Nothing between them and Norway. Once upon a time, she thought, ships would have come here; to trade, to fight – who knew?
She walked over, and stood so close against the window that she could see her own face superimposed on the scene, feeling as though she was stepping into someone else’s history, the history of the many, many people who had walked these halls; it was thrilling.
The men of course had to go and do derring-do; but how many women and girls had stood here, looking out, dreaming of distant shores?
The daughters, the brides, the mothers, the parlourmaids; the rich, the bored, the spoiled; the slaveys; the silent unvoiced legions of women who had come and gone across this room, once upon a time.
It occurred to Mirren suddenly that with her background – her ancestors were Scots who’d moved down south when the pits closed – she would not have been a lady in a long, pretty dress staring out and dreaming of voyages and dances.
She would have been one of the staff. Just as she thought this, Bonnie pushed her way into the room.
‘You didn’t!’ said Jamie, glancing at the tray then beaming at her. Bonnie beamed back at him and set the tray down. Mirren wondered once more about the relationship between them.
There was a large teapot, wearing a cosy – it was such a very long way from the kitchen to the room they were in; everything would get cold on the way without it – and a huge plate of raisin scones, puffy and floury and utterly delicious-looking; next to that sat an ancient glass dish containing jewel-like jam that was obviously home-made – gooseberry, Bonnie announced – and cream and sugar in beautiful blue and white Chinese willow-pattern porcelain, almost every piece chipped, and butter and clotted cream likewise.
‘You haven’t had any lunch,’ said Bonnie, ‘so I thought you might want your afternoon tea early.’
‘You thought right,’ said Jamie.
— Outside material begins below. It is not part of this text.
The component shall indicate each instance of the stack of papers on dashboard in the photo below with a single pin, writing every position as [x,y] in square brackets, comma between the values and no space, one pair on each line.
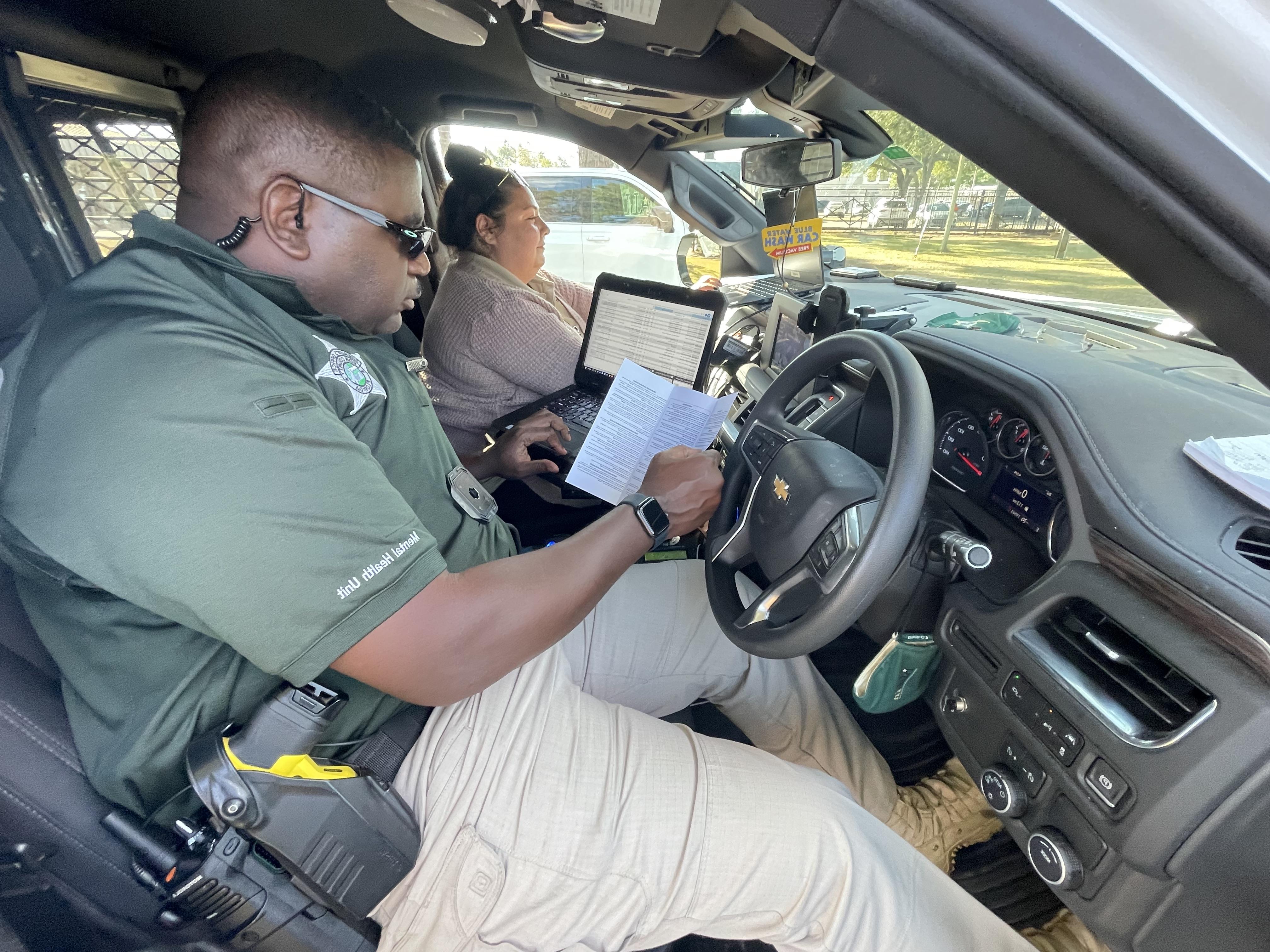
[642,416]
[1240,462]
Even Theo, whose interest in food was lackadaisical at best, perked up from the stop of a stepladder where he had been reading a Victorian book of childcare, eyes bulging slightly in horror at its contents.
They sat in front of the roaring fire and drank tea as the last of the light drained from the sky, and Jamie closed the shutters and the room became cosy and pretty much warm enough to take your jacket off, if not your jumper, obviously.
Mirren ate a scone hungrily, piled high with the jam from the estate, then another. The boys too were tucking in with goodwill when she pulled out the poem again. She moved across the room to a tiny escritoire. ‘Can I sit here?’
‘Yes,’ said Jamie. ‘Rest assured, if anything was worth anything, it was sold off years ago.’
‘To buy more books,’ said Theo.
‘So it’ll be either reproduction or valueless.’
‘Okay,’ said Mirren, sitting down at the little table.
It was still delicate and flimsy; she felt rather huge and inelegant sitting there.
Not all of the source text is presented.